The Reserve Bank has left its official cash rate unchanged at 2.50 per cent but has hinted heavily that more rate cuts may be necessary later this year.
The bank said in a statement: "Some further policy easing may be required over the coming year to ensure that future average inflation settles near the middle of the target range."
Prices for a range of commodities, particularly oil, remain weak. Financial market volatility has increased, and global inflation remains low.
The domestic economy softened during the first half of 2015 driven by the lower terms of trade.
"However, growth is expected to increase in 2016 as a result of continued strong net immigration, tourism, a solid pipeline of construction activity, and the lift in business and consumer confidence," it said.
The bank also noted that the New Zealand dollar had declined but that there was room for it to fall further. "A further depreciation in the exchange rate is appropriate given the ongoing weakness in export prices," it said.
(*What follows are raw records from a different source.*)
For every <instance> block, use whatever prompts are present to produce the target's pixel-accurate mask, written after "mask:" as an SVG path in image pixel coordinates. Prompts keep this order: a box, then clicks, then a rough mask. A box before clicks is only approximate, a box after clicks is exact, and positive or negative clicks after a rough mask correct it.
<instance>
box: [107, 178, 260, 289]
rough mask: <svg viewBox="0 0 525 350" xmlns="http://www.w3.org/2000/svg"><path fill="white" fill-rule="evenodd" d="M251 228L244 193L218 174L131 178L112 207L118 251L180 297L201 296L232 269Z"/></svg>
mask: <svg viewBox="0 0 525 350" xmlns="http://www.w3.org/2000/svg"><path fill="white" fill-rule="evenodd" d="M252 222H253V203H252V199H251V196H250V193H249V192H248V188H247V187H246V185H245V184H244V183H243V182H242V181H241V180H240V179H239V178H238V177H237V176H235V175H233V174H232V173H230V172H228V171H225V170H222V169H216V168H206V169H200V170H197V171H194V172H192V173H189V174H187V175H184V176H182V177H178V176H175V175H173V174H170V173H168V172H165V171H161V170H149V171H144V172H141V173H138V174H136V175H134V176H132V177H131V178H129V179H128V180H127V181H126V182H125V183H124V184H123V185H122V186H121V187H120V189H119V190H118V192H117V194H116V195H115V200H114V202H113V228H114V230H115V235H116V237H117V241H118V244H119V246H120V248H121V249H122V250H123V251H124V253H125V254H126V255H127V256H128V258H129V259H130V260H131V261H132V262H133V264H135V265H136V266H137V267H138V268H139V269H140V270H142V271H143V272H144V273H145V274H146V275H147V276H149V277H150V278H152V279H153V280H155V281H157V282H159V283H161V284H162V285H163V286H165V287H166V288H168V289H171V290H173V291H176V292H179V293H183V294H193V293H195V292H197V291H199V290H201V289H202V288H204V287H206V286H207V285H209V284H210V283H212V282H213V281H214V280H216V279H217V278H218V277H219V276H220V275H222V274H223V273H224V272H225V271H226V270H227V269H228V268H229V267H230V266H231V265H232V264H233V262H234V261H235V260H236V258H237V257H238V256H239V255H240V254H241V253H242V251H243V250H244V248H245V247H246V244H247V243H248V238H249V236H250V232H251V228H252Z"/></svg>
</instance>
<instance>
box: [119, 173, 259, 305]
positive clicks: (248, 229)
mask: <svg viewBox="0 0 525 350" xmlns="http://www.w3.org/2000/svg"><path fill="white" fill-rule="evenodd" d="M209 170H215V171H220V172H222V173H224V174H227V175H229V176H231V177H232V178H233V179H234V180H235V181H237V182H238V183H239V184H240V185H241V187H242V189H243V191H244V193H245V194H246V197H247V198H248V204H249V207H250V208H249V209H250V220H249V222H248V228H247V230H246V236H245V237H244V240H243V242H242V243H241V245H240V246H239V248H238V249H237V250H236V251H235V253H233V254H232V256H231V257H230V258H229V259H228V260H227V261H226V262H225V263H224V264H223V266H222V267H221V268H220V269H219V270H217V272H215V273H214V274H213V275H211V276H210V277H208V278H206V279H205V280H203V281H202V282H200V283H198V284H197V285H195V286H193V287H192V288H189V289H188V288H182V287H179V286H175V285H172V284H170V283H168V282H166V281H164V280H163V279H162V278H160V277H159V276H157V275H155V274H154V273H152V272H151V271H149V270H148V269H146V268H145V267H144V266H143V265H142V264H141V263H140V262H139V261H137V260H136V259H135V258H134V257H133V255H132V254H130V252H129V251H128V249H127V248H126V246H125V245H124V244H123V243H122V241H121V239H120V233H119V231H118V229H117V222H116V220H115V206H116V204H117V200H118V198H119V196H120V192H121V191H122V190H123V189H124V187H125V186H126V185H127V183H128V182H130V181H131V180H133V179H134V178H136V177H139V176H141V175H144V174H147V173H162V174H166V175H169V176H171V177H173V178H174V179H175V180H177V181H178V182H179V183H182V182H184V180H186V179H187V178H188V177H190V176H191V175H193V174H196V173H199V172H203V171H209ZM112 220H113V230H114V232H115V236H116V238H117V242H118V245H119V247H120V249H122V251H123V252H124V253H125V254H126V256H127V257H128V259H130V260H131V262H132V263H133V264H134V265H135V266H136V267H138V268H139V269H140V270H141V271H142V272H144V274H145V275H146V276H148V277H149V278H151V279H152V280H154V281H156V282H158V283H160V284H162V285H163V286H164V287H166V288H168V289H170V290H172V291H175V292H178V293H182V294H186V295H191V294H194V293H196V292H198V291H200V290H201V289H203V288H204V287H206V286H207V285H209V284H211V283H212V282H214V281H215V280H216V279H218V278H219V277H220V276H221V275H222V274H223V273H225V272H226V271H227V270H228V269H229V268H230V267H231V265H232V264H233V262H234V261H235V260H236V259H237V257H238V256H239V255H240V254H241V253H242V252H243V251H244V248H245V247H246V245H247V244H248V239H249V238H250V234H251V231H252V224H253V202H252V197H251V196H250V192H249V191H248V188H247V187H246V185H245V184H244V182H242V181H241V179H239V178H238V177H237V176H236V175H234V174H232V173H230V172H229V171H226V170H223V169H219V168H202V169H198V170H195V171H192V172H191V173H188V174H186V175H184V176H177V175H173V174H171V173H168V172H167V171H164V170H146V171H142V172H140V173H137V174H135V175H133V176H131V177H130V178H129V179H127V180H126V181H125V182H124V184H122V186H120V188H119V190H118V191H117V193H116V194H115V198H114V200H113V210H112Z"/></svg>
The central bank cut its official rate four times in the second half of last year to 2.50 per cent - its lowest ever point.
Dollar falls after Reserve Bank statement, Fonterra
The New Zealand dollar fell by close to US1c after Fonterra cuts its farmgate milk price forecast and the Reserve Bank hinted heavily that more official rate cuts were to come this year.
The Kiwi started to fall at around 8.30 am when Fonterra announced that it had cut its farmgate milk price forecast for the 2015/6 season to $4.15 a kg of milksolids from a previous forecast of $4.60 a kg, going from around US65.05c to US64.80c.
The fall gained more momentum when the Reserve Bank kept its official cash rate unchanged at 2.50 per cent but adopted an explicit easing bias, the currency going as low as US64.20c.
Sam Tuck, senior foreign exchange strategist at ANZ Bank, said the markets focused on the "further policy easing" comment.
"There was an upgrading of the language and a much more explicit easing bias than was the case at the last statement December, when the markets saw rates being kept on hold," he said.